When I travel a few hundred miles and the show is cancelled, or no one purchases my book or donates to my road support, I question what happened?
What can I do to prevent this next time? What can I do better?
Sometimes there is nothing better to do.
Sometimes I must only accept provision or the lack thereof.
Bounty or expense.
Sometimes I am offered a bed, a couch, a floor, or I offer myself the bed of my truck.
I am grateful the truck is functioning well. All’s running well. I got into a minor accident this week and thus was extremely late for a gig. I am reminded to slow down, live honest, accept the present, and not worry or try to control the future or the unknown.
Peace is a gift. It is ready to be received, accepted, held, embraced.
Worry, discontent, frustration, anger, fear, and pain are always also ready to be picked up, held, grasped, and meshed into the very fiber of our beings. I do this until I remember that I don’t have to. That it is my choice.
Big decisions about my location, transportation, financial risk, and relational interactions are challenges for me every day; touring comes with all of those decisions. Touring solo means I face them mostly alone. This makes it difficult to pack up and leave each and every city, going homeless again. Many days I want to be home. Sometimes this translates to wanting to visit family in their homes. Sometimes this translates to wanting to go back to one of the places I have called home. Sometimes this manifests in the desire to stake a claim in a new city as home.

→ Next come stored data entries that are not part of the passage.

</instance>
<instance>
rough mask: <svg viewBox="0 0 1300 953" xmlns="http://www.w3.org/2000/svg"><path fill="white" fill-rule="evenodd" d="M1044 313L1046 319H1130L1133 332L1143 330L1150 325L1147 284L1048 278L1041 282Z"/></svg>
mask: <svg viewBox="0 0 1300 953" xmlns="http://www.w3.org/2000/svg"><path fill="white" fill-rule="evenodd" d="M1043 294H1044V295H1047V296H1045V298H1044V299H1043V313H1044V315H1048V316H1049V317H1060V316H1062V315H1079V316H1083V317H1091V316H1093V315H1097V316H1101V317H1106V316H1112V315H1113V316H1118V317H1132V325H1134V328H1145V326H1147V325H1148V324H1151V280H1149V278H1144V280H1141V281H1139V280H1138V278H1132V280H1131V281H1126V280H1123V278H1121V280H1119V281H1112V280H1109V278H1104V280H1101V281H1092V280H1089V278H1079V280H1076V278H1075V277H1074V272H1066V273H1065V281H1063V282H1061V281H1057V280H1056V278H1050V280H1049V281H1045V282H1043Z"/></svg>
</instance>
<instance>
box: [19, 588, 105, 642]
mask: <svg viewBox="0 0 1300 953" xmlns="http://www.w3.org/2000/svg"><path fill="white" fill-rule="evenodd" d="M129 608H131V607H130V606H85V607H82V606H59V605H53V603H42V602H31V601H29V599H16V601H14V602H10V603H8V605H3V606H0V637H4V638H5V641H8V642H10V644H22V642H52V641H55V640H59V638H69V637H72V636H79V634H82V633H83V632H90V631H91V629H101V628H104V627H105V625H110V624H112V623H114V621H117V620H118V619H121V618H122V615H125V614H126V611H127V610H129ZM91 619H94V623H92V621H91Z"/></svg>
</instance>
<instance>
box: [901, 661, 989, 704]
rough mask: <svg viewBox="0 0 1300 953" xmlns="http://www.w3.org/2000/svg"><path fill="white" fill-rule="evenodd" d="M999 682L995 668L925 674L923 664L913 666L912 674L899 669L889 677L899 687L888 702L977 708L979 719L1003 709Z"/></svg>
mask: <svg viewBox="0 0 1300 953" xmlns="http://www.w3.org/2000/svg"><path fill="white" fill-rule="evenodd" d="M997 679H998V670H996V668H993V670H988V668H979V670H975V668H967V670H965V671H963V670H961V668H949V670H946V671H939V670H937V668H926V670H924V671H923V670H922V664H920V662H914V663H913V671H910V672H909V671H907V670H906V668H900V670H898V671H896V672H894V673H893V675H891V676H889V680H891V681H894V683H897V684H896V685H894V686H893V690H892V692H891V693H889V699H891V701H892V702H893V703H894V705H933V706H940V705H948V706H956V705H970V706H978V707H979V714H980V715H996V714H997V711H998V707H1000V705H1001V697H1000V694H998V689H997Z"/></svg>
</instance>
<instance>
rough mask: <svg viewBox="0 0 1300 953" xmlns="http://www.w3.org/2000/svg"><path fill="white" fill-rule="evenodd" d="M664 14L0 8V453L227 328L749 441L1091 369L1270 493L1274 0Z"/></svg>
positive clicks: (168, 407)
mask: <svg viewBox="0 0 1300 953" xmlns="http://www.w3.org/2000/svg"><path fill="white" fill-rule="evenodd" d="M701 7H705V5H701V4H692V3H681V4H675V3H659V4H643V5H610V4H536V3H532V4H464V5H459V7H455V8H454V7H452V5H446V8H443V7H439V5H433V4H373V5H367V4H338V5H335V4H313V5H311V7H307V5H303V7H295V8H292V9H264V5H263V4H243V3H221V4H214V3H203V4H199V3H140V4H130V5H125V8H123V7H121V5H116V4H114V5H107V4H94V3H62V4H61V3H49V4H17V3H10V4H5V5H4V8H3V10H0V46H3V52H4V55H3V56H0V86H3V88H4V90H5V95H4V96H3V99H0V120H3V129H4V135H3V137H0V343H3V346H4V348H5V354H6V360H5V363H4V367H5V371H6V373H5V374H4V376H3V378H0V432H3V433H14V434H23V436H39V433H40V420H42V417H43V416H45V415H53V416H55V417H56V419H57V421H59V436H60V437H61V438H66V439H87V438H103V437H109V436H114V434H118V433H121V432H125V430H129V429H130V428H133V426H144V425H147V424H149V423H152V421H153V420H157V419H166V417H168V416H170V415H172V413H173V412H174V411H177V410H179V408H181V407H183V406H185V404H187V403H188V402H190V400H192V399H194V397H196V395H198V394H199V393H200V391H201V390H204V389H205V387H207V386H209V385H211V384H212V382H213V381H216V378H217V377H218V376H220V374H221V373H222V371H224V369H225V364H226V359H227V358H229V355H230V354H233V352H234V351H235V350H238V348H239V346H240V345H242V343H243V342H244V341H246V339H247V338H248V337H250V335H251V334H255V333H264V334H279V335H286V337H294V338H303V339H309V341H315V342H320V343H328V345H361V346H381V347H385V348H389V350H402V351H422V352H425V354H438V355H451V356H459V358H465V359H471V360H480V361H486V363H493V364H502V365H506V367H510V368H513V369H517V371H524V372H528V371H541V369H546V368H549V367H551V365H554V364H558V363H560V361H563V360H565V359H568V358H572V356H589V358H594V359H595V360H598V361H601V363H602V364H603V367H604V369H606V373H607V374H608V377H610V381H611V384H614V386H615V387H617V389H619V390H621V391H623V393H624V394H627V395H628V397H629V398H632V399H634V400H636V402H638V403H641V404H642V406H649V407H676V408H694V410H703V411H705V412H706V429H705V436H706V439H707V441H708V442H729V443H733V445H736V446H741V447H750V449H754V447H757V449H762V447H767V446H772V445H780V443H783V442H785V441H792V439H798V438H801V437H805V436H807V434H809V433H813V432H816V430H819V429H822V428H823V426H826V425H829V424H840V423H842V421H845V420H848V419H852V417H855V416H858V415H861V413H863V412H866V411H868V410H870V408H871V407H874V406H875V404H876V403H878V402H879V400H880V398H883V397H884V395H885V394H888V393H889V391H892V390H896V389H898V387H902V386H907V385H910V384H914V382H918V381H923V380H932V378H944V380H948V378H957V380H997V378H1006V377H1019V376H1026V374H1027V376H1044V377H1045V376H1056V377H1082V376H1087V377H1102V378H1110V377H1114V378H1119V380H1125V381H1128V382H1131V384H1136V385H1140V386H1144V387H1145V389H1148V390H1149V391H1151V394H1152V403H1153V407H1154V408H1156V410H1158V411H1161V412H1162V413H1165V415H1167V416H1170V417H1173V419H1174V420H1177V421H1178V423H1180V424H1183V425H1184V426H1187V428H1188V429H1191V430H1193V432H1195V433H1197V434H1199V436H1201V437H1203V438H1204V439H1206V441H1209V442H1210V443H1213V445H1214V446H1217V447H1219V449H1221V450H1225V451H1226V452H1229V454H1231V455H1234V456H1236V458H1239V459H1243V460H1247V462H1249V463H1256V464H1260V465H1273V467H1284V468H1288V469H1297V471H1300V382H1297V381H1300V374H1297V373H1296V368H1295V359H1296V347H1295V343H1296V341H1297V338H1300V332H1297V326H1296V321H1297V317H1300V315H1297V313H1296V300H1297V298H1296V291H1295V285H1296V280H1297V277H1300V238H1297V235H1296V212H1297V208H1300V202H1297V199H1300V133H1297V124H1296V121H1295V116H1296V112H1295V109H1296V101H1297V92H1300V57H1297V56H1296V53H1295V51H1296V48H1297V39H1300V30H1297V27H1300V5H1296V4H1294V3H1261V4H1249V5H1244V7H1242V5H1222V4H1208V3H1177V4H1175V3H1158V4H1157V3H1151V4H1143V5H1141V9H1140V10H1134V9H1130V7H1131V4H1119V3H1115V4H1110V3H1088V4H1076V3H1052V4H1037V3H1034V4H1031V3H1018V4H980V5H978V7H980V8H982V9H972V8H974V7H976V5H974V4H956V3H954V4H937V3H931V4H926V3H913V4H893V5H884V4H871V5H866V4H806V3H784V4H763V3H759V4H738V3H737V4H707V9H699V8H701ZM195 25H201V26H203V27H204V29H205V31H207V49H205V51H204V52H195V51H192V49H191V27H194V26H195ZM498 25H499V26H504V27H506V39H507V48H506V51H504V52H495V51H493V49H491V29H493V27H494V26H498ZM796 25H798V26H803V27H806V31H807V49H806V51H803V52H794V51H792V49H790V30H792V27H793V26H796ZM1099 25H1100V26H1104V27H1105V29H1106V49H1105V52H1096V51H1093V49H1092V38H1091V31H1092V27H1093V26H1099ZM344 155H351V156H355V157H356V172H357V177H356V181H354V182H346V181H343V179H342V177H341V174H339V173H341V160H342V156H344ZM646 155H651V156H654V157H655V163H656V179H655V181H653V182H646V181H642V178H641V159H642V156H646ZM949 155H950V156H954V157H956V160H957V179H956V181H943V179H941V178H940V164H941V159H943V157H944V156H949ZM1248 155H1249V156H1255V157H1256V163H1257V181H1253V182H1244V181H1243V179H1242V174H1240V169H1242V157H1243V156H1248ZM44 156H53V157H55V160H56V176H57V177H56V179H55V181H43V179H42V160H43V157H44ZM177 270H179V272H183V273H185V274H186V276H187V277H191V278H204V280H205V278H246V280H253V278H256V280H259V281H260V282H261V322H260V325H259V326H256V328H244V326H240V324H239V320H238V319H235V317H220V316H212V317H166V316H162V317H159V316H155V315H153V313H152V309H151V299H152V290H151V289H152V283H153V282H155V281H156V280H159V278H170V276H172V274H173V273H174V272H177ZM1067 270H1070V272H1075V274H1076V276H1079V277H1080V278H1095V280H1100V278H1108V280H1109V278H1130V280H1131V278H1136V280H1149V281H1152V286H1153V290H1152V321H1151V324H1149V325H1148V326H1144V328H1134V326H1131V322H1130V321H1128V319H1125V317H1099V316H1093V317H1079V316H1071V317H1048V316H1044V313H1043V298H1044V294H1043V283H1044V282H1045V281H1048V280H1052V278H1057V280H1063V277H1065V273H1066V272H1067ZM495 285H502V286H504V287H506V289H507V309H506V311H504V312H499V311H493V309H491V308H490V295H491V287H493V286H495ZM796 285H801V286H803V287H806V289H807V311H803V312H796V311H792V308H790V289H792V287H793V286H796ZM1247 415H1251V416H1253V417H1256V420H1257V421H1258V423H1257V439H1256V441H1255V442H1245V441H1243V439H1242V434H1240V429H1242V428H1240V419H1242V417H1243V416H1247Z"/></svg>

But every day, no matter where I am, home must be inside of me.
I put my theology and my sanity to test every day. I put my values and morals to test every day whether I want or mean to or not. I am no super hero. I am no super human. I am a young man, learning what it means to be a man, learning how it hurts (myself and others) when I choose not to make good decisions, right decisions, sometimes hard decisions. I am sorry.
It is hard to live in such a way so as not to have to apologize to anyone. I want to live so as not to apologize to anyone (because I have nothing to apologize for). I have yet to sustain this. I want to sustain the responsibility, acceptance, humility, and confidence that are required to live this way. This is the only way to live art, to be an artist, whether a rock star or a sidewalk busker.
Thus far, I choose to continue living toward these ideals. I choose to continue the tour. I believe in what I am doing, in these poems, in these connections and relational interactions. I want to continue. But I will need the help of friends in order to do so.
I am thankful for friends who receive my phone calls and messages when my heart breaks, or my windshield breaks, or my wallet, or my mind, or spirit break. I am grateful for friends and family who receive my calls when I am excited and rejoicing in the surprises I get to experience every day of this tour. And I am grateful for friends who open their homes and arms to me when I arrive where they are. These keep me going. These help sustain a season of sharing away from a home place, out on the road, whenever/wherever I decide to go and share next.